A little about me. I have recently started building pneumatic props for the home haunter as well as the Pro haunters. I started this company to combat the high cost of haunting supplies for home haunters as well as the pros. If you would like to know more about me, my props, or my business, Just ask me.

Thanks
Ken


----------



## ScareFX (Aug 18, 2004)

Welcome Ken.


----------



## Front Yard Fright (Dec 23, 2005)

hey ya.
and welcome!
.


----------



## pyro (Oct 7, 2006)

hell o & welcome


----------



## slimy (Jul 12, 2006)

We want to know more about you.

Send pics.

Welcome.


----------



## slightlymad (May 25, 2006)

Howldy


----------



## Ms. Wicked (Nov 14, 2006)

Welcome!


----------



## scareme (Aug 29, 2006)

Hello and welcome to the madness!


----------



## scarface (Sep 16, 2005)

yo


----------



## Death's Door (Mar 22, 2006)

Welcome to the forum!!!!!


----------



## Zombie-F (Apr 12, 2004)

Welcome aboard Boo Crew. Make yourself right at home.
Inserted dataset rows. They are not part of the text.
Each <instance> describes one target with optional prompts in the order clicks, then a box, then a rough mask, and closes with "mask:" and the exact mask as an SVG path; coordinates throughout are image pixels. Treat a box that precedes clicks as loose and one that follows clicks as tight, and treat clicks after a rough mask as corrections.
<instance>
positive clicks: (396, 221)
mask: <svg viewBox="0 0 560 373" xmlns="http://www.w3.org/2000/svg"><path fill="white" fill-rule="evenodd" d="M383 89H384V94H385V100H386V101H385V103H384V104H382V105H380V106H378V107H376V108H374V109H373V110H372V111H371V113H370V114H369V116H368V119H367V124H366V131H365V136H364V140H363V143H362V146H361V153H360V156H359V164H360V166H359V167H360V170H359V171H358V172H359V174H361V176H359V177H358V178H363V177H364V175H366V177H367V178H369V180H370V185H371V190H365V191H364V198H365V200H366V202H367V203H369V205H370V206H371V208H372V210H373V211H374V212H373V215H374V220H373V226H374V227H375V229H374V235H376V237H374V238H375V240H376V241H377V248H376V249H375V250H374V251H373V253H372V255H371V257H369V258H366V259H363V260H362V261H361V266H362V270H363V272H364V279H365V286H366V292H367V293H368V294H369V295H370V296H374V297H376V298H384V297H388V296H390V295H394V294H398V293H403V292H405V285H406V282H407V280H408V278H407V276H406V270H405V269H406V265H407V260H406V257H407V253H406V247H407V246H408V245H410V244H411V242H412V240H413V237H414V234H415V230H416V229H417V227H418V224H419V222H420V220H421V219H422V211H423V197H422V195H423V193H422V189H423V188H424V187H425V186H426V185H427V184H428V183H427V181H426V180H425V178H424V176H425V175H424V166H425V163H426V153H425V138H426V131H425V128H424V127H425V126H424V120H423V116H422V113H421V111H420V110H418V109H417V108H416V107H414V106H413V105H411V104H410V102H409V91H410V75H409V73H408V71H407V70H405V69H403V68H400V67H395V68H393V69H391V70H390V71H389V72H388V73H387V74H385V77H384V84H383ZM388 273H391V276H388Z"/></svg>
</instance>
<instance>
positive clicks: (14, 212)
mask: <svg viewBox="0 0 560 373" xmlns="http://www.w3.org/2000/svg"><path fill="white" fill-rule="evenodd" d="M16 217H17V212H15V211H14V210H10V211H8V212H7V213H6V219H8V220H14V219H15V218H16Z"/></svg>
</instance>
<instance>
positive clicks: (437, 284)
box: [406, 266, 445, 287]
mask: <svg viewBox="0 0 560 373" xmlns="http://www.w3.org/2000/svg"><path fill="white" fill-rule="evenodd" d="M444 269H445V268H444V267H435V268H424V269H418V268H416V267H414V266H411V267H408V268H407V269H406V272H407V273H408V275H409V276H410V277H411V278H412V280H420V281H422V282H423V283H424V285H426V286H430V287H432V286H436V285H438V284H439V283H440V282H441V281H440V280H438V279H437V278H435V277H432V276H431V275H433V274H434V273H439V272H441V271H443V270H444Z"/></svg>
If you want some good ad exposure here, why not look into our Banner Ad Program.


----------



## Spooklights (Jul 4, 2006)

Welcome!


----------



## Vlad (Aug 2, 2005)

Greetings Boo Crew, I'm sure you'll be a big help in the pneumatic section, looking forward to reading your ideas.


----------



## Boo Crew Production (Mar 18, 2007)

Thanks Everyone for the warm welcomes. I hope I can be of some help to those interested in pneumatic props.

If I need a reference Gadget from Evilusions will vouch for me. I THINK.....LOL


----------



## Fangs (Jun 6, 2006)

Greetings and Velcome! Nice to meet ya, and hope to someday graduate to pneumatic props! :googly: LOL Thanks in advance for your help! LOL :>


----------